It's wonderful to watch the scenery go by this time of year. Germany doesn't have much summer, so when spring hits, she goes all out. Forsythia explode in bright yellow first, with the fields glowing green and cherry trees fluffing out into pink clouds. I always love lilac season. Lilacs don't grow well in Texas, and I was delighted to find them when we lived in Indiana. They grow like crazy here, and I love to cut the full rich blossom heads and stuff vases with them. The scent will just about knock you over if you overdo it, though, and lilacs are toxic, so I try to keep it to one vase per room.
This is going to be my second to last training, and I intend to enjoy it. I know I will miss these monthly adventures down to Munich. It's a vibrant place, and the training is brisk and vibrant as well. My colleagues are fun and supportive, the teachers are brilliant and fascinating, and the environment is open and adventurous. Sure, homesickness is often a factor, but I find myself thriving on the change of pace and the independence.
Knowing that we may leave Germany some time after October, I have decided to start posting the little things I have written, here and there, about Germany.

A Munich Story:

I love to go sit in the little city markets when I find them. I buy a snack, something to drink, and sit and watch. If people want to talk, I talk.

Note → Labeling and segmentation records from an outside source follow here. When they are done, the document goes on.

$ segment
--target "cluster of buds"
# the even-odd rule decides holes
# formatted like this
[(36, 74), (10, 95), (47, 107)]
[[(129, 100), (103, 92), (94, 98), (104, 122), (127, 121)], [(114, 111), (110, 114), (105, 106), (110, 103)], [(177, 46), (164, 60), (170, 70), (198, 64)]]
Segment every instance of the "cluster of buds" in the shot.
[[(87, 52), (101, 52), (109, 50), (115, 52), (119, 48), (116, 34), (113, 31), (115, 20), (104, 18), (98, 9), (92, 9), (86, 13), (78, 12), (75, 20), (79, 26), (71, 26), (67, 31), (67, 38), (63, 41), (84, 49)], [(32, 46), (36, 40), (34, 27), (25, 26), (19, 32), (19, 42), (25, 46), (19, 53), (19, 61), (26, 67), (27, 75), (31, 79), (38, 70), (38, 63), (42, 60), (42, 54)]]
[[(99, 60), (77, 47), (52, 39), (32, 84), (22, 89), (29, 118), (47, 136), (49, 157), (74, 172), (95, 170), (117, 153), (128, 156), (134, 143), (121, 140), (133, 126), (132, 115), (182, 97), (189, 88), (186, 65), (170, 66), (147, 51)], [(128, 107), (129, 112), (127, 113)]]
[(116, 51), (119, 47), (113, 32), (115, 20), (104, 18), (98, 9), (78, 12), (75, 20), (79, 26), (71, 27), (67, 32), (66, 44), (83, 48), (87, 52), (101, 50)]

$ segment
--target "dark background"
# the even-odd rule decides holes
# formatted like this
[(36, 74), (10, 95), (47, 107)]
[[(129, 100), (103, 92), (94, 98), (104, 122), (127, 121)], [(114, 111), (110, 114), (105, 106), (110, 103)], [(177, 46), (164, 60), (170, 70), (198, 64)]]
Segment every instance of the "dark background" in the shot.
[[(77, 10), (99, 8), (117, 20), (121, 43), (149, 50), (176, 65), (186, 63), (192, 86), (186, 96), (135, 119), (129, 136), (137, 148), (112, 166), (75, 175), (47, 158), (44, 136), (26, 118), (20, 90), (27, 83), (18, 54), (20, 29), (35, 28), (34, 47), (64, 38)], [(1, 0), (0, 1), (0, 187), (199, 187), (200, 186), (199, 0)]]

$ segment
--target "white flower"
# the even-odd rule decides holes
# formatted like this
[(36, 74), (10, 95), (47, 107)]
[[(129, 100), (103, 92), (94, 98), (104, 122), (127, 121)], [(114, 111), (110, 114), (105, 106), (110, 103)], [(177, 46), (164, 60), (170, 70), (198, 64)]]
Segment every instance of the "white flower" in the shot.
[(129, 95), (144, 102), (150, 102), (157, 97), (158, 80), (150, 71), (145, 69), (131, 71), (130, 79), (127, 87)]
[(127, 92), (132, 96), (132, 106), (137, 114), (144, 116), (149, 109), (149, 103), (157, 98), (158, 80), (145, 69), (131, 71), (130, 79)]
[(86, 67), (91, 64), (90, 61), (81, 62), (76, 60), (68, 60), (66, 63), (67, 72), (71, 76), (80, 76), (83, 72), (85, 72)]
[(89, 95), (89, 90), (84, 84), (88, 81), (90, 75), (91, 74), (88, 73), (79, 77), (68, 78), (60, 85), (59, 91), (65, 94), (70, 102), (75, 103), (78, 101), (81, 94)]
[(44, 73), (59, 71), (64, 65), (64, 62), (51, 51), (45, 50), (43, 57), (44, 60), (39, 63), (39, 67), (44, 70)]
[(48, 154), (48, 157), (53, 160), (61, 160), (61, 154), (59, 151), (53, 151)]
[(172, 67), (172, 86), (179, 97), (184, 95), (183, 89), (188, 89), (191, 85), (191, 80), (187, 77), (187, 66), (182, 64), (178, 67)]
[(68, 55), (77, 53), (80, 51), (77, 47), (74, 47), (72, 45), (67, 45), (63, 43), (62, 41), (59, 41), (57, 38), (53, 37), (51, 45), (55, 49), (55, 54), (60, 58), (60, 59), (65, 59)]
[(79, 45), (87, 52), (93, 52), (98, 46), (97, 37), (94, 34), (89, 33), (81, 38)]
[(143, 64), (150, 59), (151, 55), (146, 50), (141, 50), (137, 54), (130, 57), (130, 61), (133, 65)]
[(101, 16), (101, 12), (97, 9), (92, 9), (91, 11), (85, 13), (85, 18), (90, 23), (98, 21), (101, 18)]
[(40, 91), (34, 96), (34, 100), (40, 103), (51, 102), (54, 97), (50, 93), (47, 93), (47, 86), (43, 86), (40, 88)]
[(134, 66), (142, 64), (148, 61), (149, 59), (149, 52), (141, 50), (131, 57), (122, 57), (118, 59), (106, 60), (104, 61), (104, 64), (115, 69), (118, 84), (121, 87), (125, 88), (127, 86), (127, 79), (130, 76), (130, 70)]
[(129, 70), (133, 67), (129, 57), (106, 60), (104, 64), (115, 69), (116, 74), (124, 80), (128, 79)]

The benches at these things are a kaleidescope of people.
Tonight I was joined by an interesting pair. One was a pilot and flight instructor, the other an actress.
Wow. Right now the Greek restaurant I am hanging out in is playing the "Bette Davis Eyes" song, and boy did this lady have that going on. At right about 60, she is vivacious, passionate, vigorous and, yes, beautiful.

The pilot was a compulsive smoker, and seemed to have never forgotten the actress.
She didn't remember him, and sort of ran off with me in a series of strolls, cell phone calls and bathroom visits across a small part of the English Garden.

She had that sort of womanly sparkle that successful female celebrities have, and a lasting vitality shining in those big blue eyes. She reminded me of my mother's Cousin Jane, with somewhat less measured features.

It's interesting to be with celebrity. Every event, even finding a "pot to piss in" becomes something of, well, an Event! There was huge Porsche event, and we weren't allowed in, but security greeted her politely and directed us to clean toilets upstairs by statuesque columns overlooking the English Garden.
She took my hand and we strode along, Queens, Princes, Kings and Goddesses of the World.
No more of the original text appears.